The answer is that they sold a lot of "hot air" disguised as valuable securities. Goldman claims this was prudent risk management. In reality, Goldman created products that it knew or should have known were overrated and overpriced.
A reader who chose to remain Anonymous, left this link and a partial reprint of the Article from the Huffington Post by Janet Tavakoll Responding to Goldman Sachs.
It warrants publication for all readers of this site to read. It offers a good explanation of what Goldman Sachs did to defraud the markets and profit from these activities - profits never before seen.
They basicallly created and sold "thin air" and had investors worldwide waiting in line to buy. The biggest scam taking down millions of people, retirement sylstems and even whole countries.
I have written on this before that we can now call, "The Scam of the World".

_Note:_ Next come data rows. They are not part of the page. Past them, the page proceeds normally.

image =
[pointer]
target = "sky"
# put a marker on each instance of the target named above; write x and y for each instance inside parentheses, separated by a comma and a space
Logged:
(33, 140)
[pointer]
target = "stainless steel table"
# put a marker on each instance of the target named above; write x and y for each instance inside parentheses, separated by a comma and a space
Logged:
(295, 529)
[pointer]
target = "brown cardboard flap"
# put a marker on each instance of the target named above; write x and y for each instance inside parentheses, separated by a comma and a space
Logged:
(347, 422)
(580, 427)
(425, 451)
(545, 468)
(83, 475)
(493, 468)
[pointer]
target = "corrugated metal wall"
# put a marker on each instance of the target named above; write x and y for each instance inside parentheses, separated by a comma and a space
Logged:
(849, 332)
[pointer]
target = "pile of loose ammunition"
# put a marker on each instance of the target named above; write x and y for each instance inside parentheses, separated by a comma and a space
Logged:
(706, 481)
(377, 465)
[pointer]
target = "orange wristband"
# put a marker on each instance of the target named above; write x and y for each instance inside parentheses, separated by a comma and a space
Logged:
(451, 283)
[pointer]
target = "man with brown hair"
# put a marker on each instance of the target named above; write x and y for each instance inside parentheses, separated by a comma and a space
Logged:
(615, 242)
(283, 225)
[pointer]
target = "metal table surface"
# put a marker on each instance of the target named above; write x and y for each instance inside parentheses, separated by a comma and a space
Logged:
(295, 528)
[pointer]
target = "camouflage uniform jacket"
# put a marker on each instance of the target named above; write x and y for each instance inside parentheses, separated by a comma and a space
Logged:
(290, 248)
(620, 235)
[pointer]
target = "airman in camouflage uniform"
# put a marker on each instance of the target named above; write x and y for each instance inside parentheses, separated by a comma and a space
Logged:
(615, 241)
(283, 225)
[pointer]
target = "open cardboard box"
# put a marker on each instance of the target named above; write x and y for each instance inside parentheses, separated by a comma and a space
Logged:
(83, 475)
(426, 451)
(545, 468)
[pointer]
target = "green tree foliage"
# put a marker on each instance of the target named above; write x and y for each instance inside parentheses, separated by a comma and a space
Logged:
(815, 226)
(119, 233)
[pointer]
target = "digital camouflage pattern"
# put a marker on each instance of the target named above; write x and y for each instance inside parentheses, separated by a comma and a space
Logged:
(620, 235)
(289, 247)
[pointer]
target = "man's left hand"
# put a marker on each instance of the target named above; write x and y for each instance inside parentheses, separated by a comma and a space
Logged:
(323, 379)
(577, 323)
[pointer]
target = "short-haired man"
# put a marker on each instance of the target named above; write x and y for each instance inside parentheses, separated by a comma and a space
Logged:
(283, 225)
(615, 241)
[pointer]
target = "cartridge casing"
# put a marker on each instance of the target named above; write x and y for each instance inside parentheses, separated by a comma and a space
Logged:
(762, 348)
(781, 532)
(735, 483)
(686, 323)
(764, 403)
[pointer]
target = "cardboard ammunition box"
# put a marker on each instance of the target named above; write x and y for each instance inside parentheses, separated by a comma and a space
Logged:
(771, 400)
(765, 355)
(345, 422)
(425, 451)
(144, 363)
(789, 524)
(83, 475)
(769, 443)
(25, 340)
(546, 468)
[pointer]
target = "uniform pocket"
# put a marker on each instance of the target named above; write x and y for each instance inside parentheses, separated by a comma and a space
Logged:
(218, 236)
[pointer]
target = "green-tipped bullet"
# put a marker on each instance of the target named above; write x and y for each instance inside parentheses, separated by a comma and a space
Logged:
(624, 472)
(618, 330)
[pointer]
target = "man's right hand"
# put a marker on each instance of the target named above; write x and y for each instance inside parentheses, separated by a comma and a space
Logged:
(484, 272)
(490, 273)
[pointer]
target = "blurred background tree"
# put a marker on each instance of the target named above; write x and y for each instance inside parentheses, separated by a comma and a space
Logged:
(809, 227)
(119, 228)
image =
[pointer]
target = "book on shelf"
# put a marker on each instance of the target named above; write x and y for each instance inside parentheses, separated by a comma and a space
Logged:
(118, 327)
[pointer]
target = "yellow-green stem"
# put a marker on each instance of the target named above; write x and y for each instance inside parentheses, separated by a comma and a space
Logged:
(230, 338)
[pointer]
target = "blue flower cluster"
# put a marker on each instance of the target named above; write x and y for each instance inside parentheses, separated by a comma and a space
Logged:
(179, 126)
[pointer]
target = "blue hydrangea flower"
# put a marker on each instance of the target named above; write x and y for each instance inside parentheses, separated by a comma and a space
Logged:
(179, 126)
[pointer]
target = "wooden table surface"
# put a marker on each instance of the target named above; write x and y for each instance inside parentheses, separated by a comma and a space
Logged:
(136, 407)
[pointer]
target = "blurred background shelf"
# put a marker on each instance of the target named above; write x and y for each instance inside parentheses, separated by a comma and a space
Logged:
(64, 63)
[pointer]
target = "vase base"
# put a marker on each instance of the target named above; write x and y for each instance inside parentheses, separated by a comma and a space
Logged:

The New York Times published a Christmas Eve expose of Goldman Sachs's so-called "Abacus" synthetic collateralized debt obligations (CDOs). They were created with credit derivatives instead of cash securities.An "Abacus" synthetic collateralized debt obligation! What in the "world" is that? First it is synthetic which openly means "not real". Second, what is a "credit derivitive"? Obviously it is a form (derivitive) of credit but taken in context with the word "synthetic" it obvously means "a not real form of credit". In other words - "thin air".
Yet the scam was so good, that all sophisticated and not sophisticated investors alike fell for it. Of course, now everyone is paying the price for it except for Goldman Sachs who continues to profit on the backs of the people.